Awards season is officially upon us.  I know this because I sort-of watched three hours of Golden Globes last night, even though I had seen very few of the nominated shows or movies.  Pretty dresses.  (But what was Meryl Streep wearing?)  Some great speeches -- I'm thinking in particular of The Help's Octavia Spencer, quoting Dr. King: "All labor that uplifts humanity has dignity and importance."

Likewise, it is now Awards Season (with capital letters) in the kids' book world.  Each year, it seems that the ALA is inventing a new award to bestow.  (Is it just me?)  I remember being at Vermont College when the Newberys were announced and the flurry of excitement of being in the presence of big-time award-winning authors.  The excitement, the adrenaline.  Heady times.

To be honest, I am THE WORST TA to be kicking off this new topic.  As I have proudly admitted on numerous occasions, I have populist taste.  Many of the "brilliant, dazzling" books that wow awards committees are not the books that excite me.  Of course I have adored (ADORED) many of the Newbery winners through the years.   I was looking at the book discussion lists for this year's awards -- for some reason I have not read many this year, though several are on my dying-to-read list.  Usually the ones I most admire are the ones that make the list but never win.  Quiet books (not too quiet), relatable books, books that I would have read ten times when I was ten years old.  

My daughter is old enough now to vote for our state books awards (the Black-Eyed Susans), and I admit that those are the awards that guide MY reading choices.  We are not writing for Newbery committee librarians, after all.  We are writing for children -- which should always be a labor of infinite dignity and importance. 

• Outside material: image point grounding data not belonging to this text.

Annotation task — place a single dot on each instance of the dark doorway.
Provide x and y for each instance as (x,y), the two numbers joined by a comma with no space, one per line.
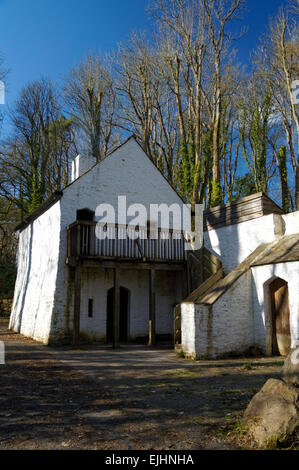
(281,332)
(123,315)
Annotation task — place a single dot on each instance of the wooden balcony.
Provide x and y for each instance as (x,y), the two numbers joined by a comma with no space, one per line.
(89,240)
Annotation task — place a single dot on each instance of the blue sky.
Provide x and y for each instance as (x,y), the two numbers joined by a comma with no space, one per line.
(47,37)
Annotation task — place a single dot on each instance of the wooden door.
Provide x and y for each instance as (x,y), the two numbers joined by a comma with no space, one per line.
(123,318)
(280,317)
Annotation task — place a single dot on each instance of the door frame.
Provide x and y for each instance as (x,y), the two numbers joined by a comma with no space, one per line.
(268,309)
(128,292)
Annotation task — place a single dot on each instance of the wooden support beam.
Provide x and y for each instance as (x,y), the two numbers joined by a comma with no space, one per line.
(152,308)
(77,305)
(116,309)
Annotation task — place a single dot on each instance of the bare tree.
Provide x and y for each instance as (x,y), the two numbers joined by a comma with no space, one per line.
(34,161)
(90,98)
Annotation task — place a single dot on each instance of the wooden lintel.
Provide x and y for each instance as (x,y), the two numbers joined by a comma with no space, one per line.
(98,262)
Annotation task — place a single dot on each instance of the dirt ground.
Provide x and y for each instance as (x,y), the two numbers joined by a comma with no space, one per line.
(132,399)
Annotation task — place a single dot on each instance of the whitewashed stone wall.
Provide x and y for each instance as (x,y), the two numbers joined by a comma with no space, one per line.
(222,328)
(127,172)
(43,304)
(262,274)
(96,284)
(291,223)
(234,243)
(35,287)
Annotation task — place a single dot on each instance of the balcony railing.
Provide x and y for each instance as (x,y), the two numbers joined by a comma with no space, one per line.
(89,239)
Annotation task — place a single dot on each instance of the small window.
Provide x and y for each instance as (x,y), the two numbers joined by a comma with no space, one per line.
(90,308)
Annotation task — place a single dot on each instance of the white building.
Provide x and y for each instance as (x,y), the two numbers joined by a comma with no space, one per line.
(253,301)
(69,283)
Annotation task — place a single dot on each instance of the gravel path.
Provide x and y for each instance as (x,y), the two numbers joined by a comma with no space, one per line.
(134,398)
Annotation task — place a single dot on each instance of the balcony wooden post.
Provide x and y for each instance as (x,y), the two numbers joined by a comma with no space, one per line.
(78,248)
(116,309)
(77,306)
(152,308)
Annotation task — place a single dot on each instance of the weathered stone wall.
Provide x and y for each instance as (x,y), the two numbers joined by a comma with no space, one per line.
(96,284)
(38,254)
(128,171)
(263,274)
(210,331)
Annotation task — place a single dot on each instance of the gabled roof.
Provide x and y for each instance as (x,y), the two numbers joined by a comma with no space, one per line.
(283,250)
(59,194)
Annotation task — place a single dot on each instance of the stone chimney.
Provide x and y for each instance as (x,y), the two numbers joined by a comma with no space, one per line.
(81,165)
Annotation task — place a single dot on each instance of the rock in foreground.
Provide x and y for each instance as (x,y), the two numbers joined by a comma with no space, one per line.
(273,413)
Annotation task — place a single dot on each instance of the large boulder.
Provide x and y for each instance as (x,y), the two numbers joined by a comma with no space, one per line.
(290,371)
(273,413)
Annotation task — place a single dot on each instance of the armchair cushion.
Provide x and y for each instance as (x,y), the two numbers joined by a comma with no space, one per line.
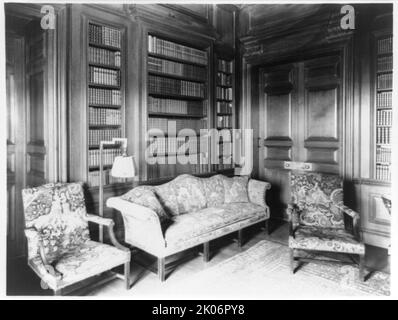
(144,196)
(236,189)
(57,212)
(325,239)
(311,192)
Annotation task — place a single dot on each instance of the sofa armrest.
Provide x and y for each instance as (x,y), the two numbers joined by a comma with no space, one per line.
(257,190)
(138,220)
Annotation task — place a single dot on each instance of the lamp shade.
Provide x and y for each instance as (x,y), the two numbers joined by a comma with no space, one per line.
(123,167)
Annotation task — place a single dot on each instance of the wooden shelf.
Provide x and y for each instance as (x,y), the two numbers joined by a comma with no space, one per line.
(161,56)
(175,115)
(174,76)
(106,66)
(104,46)
(175,96)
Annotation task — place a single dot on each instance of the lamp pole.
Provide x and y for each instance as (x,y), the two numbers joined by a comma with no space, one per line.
(101,178)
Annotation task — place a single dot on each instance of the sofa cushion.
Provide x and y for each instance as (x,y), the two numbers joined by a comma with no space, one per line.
(214,190)
(167,197)
(190,193)
(236,189)
(201,222)
(144,196)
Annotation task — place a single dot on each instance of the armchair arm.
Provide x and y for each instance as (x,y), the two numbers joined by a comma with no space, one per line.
(256,190)
(109,224)
(338,203)
(141,223)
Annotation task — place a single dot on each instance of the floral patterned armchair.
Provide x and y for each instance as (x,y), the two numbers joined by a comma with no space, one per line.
(60,251)
(319,221)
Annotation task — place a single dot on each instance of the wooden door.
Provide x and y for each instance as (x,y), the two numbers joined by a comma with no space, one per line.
(300,123)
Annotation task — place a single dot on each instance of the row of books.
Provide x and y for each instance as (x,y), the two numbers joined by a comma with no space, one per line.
(224,93)
(156,171)
(383,135)
(103,56)
(224,121)
(102,116)
(163,124)
(174,50)
(384,63)
(383,172)
(224,107)
(384,45)
(95,136)
(94,177)
(160,85)
(174,145)
(176,106)
(384,81)
(104,76)
(384,117)
(384,99)
(383,154)
(175,68)
(224,79)
(104,35)
(108,156)
(225,66)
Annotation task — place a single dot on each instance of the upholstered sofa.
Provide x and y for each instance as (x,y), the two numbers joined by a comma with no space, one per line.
(189,211)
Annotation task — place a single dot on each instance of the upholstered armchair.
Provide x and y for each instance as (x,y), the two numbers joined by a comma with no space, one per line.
(60,251)
(319,220)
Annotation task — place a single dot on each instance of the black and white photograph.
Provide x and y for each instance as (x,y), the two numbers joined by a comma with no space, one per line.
(198,150)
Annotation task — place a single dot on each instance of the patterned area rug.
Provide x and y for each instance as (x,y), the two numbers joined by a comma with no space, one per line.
(264,271)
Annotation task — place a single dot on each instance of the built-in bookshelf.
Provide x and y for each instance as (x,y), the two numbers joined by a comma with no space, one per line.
(105,97)
(224,97)
(383,115)
(177,85)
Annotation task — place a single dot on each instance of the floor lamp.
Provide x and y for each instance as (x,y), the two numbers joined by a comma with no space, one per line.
(123,167)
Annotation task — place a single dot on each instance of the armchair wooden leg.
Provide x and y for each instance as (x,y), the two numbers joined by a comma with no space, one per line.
(292,266)
(206,251)
(127,275)
(161,269)
(362,267)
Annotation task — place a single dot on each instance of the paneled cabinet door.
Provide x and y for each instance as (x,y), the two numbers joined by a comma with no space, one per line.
(300,122)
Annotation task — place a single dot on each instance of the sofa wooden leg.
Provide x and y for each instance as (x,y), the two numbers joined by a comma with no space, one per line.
(240,238)
(362,267)
(127,275)
(292,266)
(206,251)
(161,269)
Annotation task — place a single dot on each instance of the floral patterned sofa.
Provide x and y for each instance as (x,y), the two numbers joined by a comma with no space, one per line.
(189,211)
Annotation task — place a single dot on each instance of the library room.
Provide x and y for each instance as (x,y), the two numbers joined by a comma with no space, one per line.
(198,150)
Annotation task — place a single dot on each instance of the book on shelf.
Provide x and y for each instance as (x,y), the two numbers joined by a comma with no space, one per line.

Don't forget to enter our latest TA Book Giveaway (from April's most recent post):
To enter our drawing for an autographed copy of Beautiful Oops by Barney Saltzberg, post a brief comment sharing an "oops" in your life and how you (or someone else) turned it into something beautiful. Be sure to include an email address (formatted like: teachingauthors at gmail dot com) or a link to an email address. can email your comment to teachingauthors at gmail dot com with "Contest" in the subject line. Entry Deadline is Wednesday, January 25th, 11 pm (CST). You must have a U.S. mailing address to win. The winner will be announced on January 27th. Good Luck!


Linda B said...

I enjoyed the description of those books you look for and love: "Quiet books (not too quiet), relatable books, books that I would have read ten times when I was ten years old." They are the ones quietly waiting in the library for a young child to discover. Here's to a crazy week of anticipation however. Thanks for your thoughtful words!

Carmela Martino said...

Love this, JM:
>>We are not writing for Newbery committee librarians, after all. We are writing for children -- which should always be a labor of infinite dignity and importance.<<

Tara said...

Hooray for kids and for books kids love! Thank you for this thoughtful post!